# Looking for raw feeders in Kansas City and surrounding areas



## 4TheDawgies (Apr 2, 2011)

I have found a source for raw meat for our dogs that is extremely cost effective, with meat that is safe, hormone free, USDA approved food.

With availability to green tripe, ground beef, salmon, turkey, chicken, some organs, or a premade completely balanced raw. 
Prices per lb range between $0.29-$0.56 per pound. 

Ordering must be done in bulk so the more people that join the cheaper the cost. For more details you can PM me your email address and I will send you the information about it. 

Seeking reliable people who feed raw that can order at least a hundred to a few hundred lbs at a time. We already have a nice group but we are looking to expand to be able to do regular deliveries to our area.


----------



## Karma6577 (Jan 22, 2013)

Bump


Sent from Petguide.com Free App


----------



## 4TheDawgies (Apr 2, 2011)

Yes Karma6577 got lucky and messaged me right before our order and got to squeeze in. Everyone loved the meat they got and plan to continue to order. Still looking for more people in the Kansas city area. Even if you live in Wichita, or in missouri a few hours away. The quality of meat, the cost, ordering in bulk, it makes it worth it! 
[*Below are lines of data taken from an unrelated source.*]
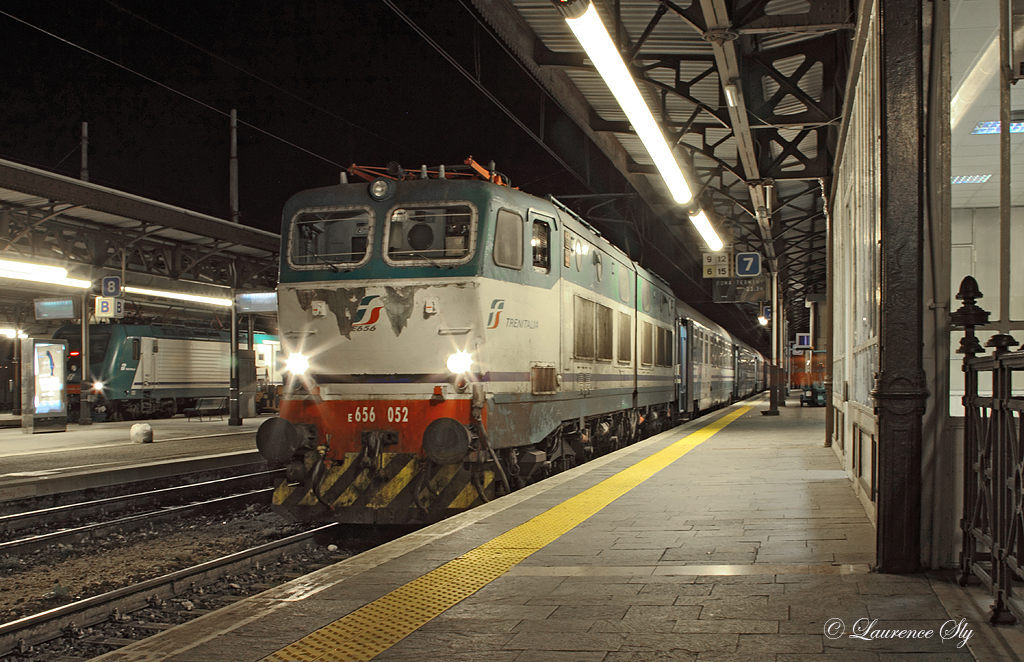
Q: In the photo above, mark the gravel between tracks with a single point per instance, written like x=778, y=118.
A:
x=60, y=574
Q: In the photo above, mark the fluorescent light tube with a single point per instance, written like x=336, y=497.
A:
x=704, y=226
x=730, y=94
x=595, y=40
x=178, y=296
x=40, y=274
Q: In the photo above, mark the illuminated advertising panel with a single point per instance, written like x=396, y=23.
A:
x=49, y=377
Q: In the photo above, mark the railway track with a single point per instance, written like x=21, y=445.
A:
x=157, y=505
x=18, y=635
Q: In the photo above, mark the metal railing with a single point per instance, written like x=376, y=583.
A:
x=993, y=462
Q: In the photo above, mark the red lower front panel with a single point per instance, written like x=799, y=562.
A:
x=345, y=420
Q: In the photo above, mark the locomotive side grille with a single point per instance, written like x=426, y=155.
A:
x=543, y=379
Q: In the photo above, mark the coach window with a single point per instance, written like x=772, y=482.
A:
x=625, y=337
x=645, y=343
x=508, y=239
x=326, y=239
x=541, y=243
x=605, y=343
x=583, y=326
x=624, y=284
x=664, y=354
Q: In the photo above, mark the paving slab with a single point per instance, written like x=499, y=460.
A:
x=751, y=546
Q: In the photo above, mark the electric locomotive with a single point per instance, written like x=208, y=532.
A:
x=451, y=338
x=151, y=371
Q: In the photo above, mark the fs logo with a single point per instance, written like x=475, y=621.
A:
x=365, y=307
x=496, y=313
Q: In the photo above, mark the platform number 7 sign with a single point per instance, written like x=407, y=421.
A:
x=748, y=264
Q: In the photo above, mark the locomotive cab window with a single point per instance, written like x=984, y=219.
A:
x=541, y=244
x=430, y=234
x=646, y=349
x=331, y=239
x=508, y=239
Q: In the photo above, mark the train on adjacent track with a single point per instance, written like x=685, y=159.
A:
x=451, y=338
x=154, y=371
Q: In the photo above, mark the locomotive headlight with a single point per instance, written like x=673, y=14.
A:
x=460, y=362
x=297, y=364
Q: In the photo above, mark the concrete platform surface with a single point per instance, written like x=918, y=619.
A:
x=750, y=546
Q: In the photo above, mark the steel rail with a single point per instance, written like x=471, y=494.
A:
x=50, y=624
x=18, y=521
x=35, y=542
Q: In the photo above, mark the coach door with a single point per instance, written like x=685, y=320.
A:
x=684, y=361
x=148, y=362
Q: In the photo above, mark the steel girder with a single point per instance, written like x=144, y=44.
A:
x=762, y=164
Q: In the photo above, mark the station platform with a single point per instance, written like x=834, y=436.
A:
x=733, y=537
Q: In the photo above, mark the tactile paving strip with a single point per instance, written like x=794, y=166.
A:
x=374, y=628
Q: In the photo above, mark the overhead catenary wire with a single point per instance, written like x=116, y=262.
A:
x=170, y=89
x=254, y=76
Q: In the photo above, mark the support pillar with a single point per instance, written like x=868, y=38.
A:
x=900, y=391
x=85, y=389
x=233, y=417
x=774, y=387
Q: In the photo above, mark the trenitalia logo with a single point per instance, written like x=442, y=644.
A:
x=365, y=306
x=496, y=313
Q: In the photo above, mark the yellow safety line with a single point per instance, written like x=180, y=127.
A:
x=379, y=625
I am really excited at this find and will be ordering a lot of meat from this company!!


----------



## blacksheph (Jun 7, 2014)

Hi, Are you still placing orders? I would like to join. We live in Kc area.

Thanks,

alesia


----------



## blacksheph (Jun 7, 2014)

*Kc area...order with you*



4TheDawgies said:


> I have found a source for raw meat for our dogs that is extremely cost effective, with meat that is safe, hormone free, USDA approved food.
> 
> With availability to green tripe, ground beef, salmon, turkey, chicken, some organs, or a premade completely balanced raw.
> Prices per lb range between $0.29-$0.56 per pound.
> ...




Would like to order with you. Live in kc area. How do I get more info?

Alesia


----------